Old school sale: $2.5M
AUSTINTOWN – A sales agreement to sell a former Austintown school building and property for $2.5 million was approved by the Board of Education.
The buyer, LRC Development Co. LLC, may intend to use the former Fitch / Austintown Middle School property for future retail use, Austintown Supervisor of Operations and Facilities Mal Culp said.
He added that he believes it is the company’s intention to demolish the 97-year-old building.
“We feel it is in the best interest of our school district, our community and our tenants,” board President David Schnurrenberger said Wednesday of the agreement.
The facility, which opened in 1916, served as Fitch High School until 1968; it then became Austintown Middle School until the building was closed in 2007.
The 15-acre property was appraised in 2010. The board then established a minimum selling price of $2 million as-is.
“(The sale) has been in the works for years, and at times required the board’s full attention,” Schnurrenberger said.
A public auction was held in 2010 which generated substantial interest, Culp said, but the offers fell short of the minimum selling price.
The resolution to accept LRC Development’s agreement was passed unanimously by the board last week after several months of negotiations between the company, the school board and another bidder.
“I am very pleased” with LRC Development’s offer, Culp said.
“It is very important to emphasize at this point that the proceeds from this sale will not be available for the general fund and can only be used for capital improvements,” Culp said.
Superintendent Vincent Colaluca explained that it is a common misnomer for some to consider the revenue from the sale as additional money for district operations.
“It’s actually very clear in state law that the money can’t be used for anything but capital improvements,” things that will last more than five years, he said. “It looks like the district is receiving a lot of money, but it is not to be used to operate the schools.”
After the agreement is signed, the district will receive a $25,000 deposit and a 180-day due diligence period will begin to allow the purchaser to acquire the necessary permits, zoning and inspections as well as contract a primary resident for the property.
Once the due diligence period has passed, the sale can be completed and the final payment will occur.
Board member Harold Porter pointed out that there is still time for the purchaser to walk away from the sale.
“They have six months to get an anchor store.
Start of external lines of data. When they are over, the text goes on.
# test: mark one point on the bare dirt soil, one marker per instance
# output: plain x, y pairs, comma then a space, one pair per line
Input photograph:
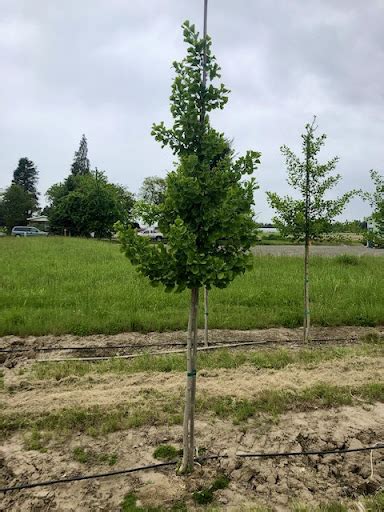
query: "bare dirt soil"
277, 483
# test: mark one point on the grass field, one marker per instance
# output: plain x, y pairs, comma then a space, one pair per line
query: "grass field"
58, 285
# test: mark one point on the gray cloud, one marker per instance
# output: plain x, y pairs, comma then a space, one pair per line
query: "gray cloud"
104, 68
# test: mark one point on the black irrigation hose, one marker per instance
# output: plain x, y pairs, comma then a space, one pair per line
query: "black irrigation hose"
78, 478
271, 455
170, 344
311, 452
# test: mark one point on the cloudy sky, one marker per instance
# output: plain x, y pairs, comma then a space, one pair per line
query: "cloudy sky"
103, 68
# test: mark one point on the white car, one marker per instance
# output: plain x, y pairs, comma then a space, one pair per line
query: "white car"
152, 233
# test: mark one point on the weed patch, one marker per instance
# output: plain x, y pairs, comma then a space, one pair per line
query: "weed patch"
89, 456
205, 495
166, 452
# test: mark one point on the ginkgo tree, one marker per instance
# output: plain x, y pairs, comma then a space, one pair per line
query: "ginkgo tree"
206, 215
309, 217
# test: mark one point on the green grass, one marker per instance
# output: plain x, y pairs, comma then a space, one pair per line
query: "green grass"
271, 359
68, 285
162, 409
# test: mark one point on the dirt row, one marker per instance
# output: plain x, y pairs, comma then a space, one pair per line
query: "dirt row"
277, 483
273, 482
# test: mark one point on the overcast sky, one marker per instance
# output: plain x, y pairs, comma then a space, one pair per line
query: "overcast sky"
103, 68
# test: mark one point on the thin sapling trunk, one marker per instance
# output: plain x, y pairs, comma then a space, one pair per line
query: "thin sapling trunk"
190, 392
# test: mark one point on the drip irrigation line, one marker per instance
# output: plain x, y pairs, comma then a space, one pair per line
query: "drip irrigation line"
157, 353
266, 455
118, 472
271, 455
172, 344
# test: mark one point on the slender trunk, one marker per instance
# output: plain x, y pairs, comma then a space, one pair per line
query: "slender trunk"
190, 392
205, 316
307, 315
307, 239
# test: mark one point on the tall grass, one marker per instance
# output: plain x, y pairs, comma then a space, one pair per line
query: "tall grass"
67, 285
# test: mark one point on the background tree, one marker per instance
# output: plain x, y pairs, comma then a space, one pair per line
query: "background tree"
152, 190
80, 165
150, 199
17, 205
207, 211
93, 206
310, 217
26, 176
376, 199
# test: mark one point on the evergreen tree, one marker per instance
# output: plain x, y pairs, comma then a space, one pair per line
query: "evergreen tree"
92, 206
17, 205
26, 175
80, 165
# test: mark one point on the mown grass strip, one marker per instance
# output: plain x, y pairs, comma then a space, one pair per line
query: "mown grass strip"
155, 408
276, 359
108, 296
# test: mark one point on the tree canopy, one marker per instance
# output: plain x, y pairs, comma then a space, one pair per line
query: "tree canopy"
26, 175
313, 213
17, 205
89, 205
80, 164
207, 213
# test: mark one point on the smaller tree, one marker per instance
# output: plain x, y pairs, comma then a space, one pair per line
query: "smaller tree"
80, 165
17, 205
26, 176
376, 199
310, 217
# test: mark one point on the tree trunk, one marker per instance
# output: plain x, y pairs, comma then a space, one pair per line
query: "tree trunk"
205, 316
307, 315
190, 392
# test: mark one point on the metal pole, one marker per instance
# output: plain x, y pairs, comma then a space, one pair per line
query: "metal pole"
205, 35
202, 122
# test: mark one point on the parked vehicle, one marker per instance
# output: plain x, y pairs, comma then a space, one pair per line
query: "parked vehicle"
153, 233
27, 231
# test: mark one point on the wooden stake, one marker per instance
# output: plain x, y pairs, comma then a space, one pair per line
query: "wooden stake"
205, 316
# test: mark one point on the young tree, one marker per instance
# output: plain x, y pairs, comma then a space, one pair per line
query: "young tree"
309, 218
17, 205
206, 215
80, 165
376, 200
26, 175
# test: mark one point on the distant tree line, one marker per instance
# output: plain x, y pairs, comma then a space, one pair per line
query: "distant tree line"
84, 204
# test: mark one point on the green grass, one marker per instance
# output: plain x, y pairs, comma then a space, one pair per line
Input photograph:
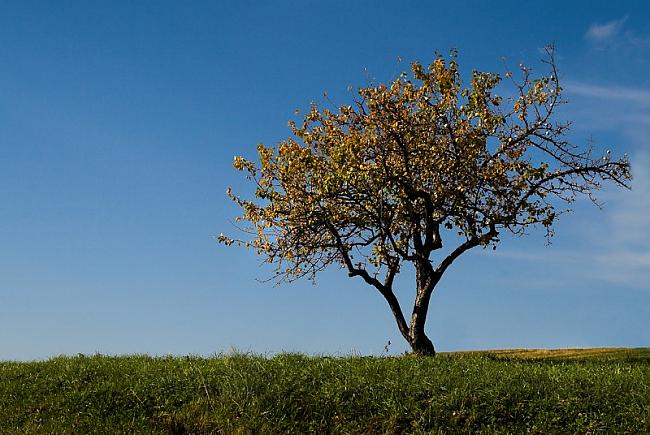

This is not sold at this point,” he said, adding that LRC Development will only be out $5,000 if the sale falls through.
“We still have to maintain it, we still have to cut the grass, we still have to keep insurance on it, we still have to keep the security system on,” he said.
However, Porter said he voted yes on the agreement because he believes it’s the best option the district has at this point.
“It’s worth taking a chance,” he said.